Filmreihe in der Kinemathek: Rechtsradikale Realitäten in Deutschland

Aus den NSU-Morden wollte man Lehren ziehen, mehrere Untersuchungsausschüsse haben die Ermittlungsprozesse selbst unter die Lupe genommen, jeder Anschein von Vertuschung oder Verharmlosung von staatlicher Seite aus sollte im Keim erstickt werden, das Signal: Rechtsterrorismus hat bei uns keinen Platz.

Dennoch: Dass dies mehr als zehn Jahre nach den NSU-Morden immer wieder betont werden muss, ist skandalös. Und das muss es, denn vieles hat sich eben doch nicht geändert:

In allen Parlamenten sitzt eine in Teilen rechtspopulistische, in Teilen rechtsextreme Partei, die auch personelle und ideologische Berührungspunkte mit der gewaltbereiten rechtsradikalen Szene hat.
Mit dem Mord an Walter Lübcke gab es den ersten rechtsextremen Mord an einem Politiker seit 1945 zu vermelden. Im Oktober versuchte ein Rechtsextremist, einen Massenmord an jüdischen Mitbürger*innen zu begehen. In Deutschland. Der SPIEGEL widmete eine seiner Titelstorys und deckte eine entsetzlich enge Vernetzung zwischen Rechtsterroristen auf.

Es gibt es im Schnitt täglich mehrere gewalttätige Übergriffe auf Geflüchtete und Wohnungslose, rassistische, homophobe, transphobe sowie antisemitische Angriffe auf deutschen Straßen, in deutschen Städten.

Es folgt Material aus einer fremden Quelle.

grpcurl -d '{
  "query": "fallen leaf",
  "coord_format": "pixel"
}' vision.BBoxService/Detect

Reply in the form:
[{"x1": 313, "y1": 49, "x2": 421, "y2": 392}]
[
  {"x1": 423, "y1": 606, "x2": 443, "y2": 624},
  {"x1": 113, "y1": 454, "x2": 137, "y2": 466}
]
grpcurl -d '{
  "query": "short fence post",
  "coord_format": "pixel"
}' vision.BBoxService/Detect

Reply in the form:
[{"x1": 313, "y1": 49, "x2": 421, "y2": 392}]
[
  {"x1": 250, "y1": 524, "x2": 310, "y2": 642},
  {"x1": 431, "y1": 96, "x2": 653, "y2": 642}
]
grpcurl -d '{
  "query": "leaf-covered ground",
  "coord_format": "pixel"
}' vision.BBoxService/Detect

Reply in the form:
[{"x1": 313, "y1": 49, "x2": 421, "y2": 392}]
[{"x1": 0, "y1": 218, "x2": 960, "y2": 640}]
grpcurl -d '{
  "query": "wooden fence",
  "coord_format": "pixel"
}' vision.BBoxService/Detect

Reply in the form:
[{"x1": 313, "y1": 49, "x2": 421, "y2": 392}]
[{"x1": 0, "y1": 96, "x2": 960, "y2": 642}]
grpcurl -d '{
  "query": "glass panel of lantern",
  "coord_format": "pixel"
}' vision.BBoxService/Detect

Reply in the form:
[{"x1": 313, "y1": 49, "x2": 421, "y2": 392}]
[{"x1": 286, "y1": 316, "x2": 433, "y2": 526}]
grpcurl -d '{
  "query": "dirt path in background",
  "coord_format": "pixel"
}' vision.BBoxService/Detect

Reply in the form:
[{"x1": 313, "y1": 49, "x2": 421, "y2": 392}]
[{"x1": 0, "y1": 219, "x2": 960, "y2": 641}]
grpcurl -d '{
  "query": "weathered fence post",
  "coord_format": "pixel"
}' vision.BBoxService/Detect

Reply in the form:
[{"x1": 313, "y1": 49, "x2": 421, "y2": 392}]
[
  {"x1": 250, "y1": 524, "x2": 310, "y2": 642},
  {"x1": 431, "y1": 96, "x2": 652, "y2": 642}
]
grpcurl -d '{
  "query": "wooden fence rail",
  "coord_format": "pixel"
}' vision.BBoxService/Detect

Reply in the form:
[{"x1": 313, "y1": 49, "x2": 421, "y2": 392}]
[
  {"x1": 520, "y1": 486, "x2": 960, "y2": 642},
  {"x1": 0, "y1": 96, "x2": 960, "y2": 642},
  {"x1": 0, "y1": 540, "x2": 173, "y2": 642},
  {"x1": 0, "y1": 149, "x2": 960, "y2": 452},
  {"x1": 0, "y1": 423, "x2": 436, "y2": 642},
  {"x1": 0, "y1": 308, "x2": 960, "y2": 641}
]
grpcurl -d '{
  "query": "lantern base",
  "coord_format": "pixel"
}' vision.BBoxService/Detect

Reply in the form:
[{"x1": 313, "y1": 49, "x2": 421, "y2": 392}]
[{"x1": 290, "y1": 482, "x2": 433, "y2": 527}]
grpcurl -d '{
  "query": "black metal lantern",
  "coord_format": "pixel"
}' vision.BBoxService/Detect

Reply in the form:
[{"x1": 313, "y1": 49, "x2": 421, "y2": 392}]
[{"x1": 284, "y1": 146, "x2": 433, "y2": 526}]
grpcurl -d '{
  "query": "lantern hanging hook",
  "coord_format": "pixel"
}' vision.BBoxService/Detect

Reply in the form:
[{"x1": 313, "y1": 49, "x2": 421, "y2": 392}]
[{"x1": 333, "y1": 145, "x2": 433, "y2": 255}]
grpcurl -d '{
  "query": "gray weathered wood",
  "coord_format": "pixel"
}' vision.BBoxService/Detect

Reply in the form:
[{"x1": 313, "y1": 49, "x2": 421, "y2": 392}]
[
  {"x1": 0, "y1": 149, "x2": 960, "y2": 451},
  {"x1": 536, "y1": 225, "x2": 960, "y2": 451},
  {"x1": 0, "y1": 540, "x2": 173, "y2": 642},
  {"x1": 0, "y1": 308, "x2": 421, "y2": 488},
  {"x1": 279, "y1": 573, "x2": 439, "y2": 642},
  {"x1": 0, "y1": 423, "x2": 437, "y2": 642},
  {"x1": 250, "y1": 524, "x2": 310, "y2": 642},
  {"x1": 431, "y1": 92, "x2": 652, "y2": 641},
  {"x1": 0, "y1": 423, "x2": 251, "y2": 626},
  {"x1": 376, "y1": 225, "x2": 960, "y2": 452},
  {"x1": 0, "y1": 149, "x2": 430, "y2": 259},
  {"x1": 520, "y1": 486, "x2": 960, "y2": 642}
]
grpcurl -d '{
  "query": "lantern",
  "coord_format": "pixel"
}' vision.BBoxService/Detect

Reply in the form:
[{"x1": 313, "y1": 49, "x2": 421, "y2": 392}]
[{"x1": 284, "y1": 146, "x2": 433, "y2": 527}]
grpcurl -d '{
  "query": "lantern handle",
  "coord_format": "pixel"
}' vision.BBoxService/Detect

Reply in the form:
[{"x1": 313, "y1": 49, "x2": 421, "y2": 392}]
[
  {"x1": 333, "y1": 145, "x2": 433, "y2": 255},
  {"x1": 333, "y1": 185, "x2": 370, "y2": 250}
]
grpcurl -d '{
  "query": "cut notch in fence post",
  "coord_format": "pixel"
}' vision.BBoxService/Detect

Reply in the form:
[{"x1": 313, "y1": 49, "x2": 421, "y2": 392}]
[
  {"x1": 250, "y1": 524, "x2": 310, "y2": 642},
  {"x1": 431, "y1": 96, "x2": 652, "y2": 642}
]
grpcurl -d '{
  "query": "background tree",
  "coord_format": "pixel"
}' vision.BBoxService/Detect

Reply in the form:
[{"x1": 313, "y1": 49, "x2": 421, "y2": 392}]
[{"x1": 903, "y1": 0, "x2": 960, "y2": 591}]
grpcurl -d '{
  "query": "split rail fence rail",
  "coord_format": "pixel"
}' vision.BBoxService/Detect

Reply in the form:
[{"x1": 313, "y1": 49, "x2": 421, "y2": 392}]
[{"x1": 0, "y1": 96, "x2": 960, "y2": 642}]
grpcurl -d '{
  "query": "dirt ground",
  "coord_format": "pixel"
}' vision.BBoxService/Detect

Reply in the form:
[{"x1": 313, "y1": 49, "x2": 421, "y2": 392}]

Deshalb wird sich die Kinemathek Karlsruhe gemeinsam mit der Heinrich-Böll-Stiftung Baden-Württemberg in einem großen Kino-, Ausstellungs-und Diskursprogramm der Geschichte und Gegenwart der rechtsradikalen Gewalt in Deutschland widmen. Die Reihe mit dem sperrigen, aber wunderbar klugen Titel „Gemeinsam gewollte Gesamtkonzeption: Rechtsradikale Realitäten in Deutschland“ findet bis Februar 2020 statt.

Die Reihe wird unterstützt vom Karlsruher Netzwerk gegen Rechts. Wir als Grüne Karlsruhe betreuen zwei der Vorführungen und werden dort ein kurzes Grußwort sprechen. Dies sind folgende Filme:

  • am 15.12.19 um 17 Uhr: „Wir sind jung, wir sind stark“
  • am 12.01.19 um 17 Uhr: „Der blinde Fleck“

„Wir sind jung, wir sind stark“ thematisiert die Pogrome von Rostock-Lichtenhagen 1992 und nimmt dabei die Täter*innen den Blick. Mehr… 

In der „Der blinde Fleck“ geht es um die Ermittlungen im Zuge der Oktoberfestattentate 1980. Erst die Recherchen des Journalisten Ulrich Chaussy fördern Ungereimtheiten zutage. Mehr…

Hier geht es zur gesamten Reihe: kinemathek-karlsruhe.de/programm-rubrik-info.php?id=4097

Wir freuen uns darauf, Euch beim ein oder anderen Film in der Kinemathek zu sehen!